Iain Mclellan Bastidas
About
I am a multi-disciplinary Scottish & Colombian artist who primarily works within the fields of printmaking, photomontage, book arts and photography. Presently my work focuses on the human experience in the era of anthropogenic climate change, and the subconscious trauma that comes hand in hand with the environmental and societal degradation that has become the status quo in capitalist societies.

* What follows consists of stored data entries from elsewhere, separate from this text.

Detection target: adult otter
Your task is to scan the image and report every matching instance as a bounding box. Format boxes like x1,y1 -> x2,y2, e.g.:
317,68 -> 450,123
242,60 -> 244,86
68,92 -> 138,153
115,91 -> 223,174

Through the exploration and transformation of photographic archives, my practice seeks to question the status and value of the image while exploring and reflecting its’ historical context. This exploration is expanded through the influence of Susan Sontag’s writings on the nature of the uncanny and the power of the photographic image. Often reflecting on the visual identities/histories of Cubism and the Berlin Dada my work takes influence from Dawn Adès. Adès’ writings on photomontage and how it serves as a mechanism to contextualise a distinct visual narrative and identity. This narrative is supported through the violent nature of the cut and pasted photographic image during the era of the oversaturation of the photograph a century after the Dadaist transformation of the photograph.
My work strives to repurpose and transform and respect the archive and photographic imagery. Transforming it into something vibrant and beautiful that draws you in and shows you harsh truths and emotional weight behind the realities of the Anthropocene. There is an exhaustive process in the creation of my work, the use of the unconscious and instinct and central in the formation of my visual narrative and aesthetic. I goal is to allow the viewer to dive into the hyperreal and maximalist nature of my work. Hyperreality and maximalism are central pillars in my exploration and reflection of what I see as our collective emotional weight that we carry through anthropogenic degradation in the late 20th and early 21st centuries.
I strongly believe in the democratisation of art and the mass dissemination of the image, Walter Benjamin’s ‘The Work of Art in the Age of Mechanical Reproduction’ influences my path as an artist and as a person moving forward. The ideas of presentation, accessibility and social value of art are now move relevant having been immersed in an exclusive fine art environment at the Royal College of Art. This had raised and still raises many questions on the ability of an artist to stand true to their ethical and moral values. These paradoxes make up the lived experience of an artist who is set on invoking social and environmental change. This is a point of conjuncture that I intend to explore in the furthering of my practice as an artist going forward.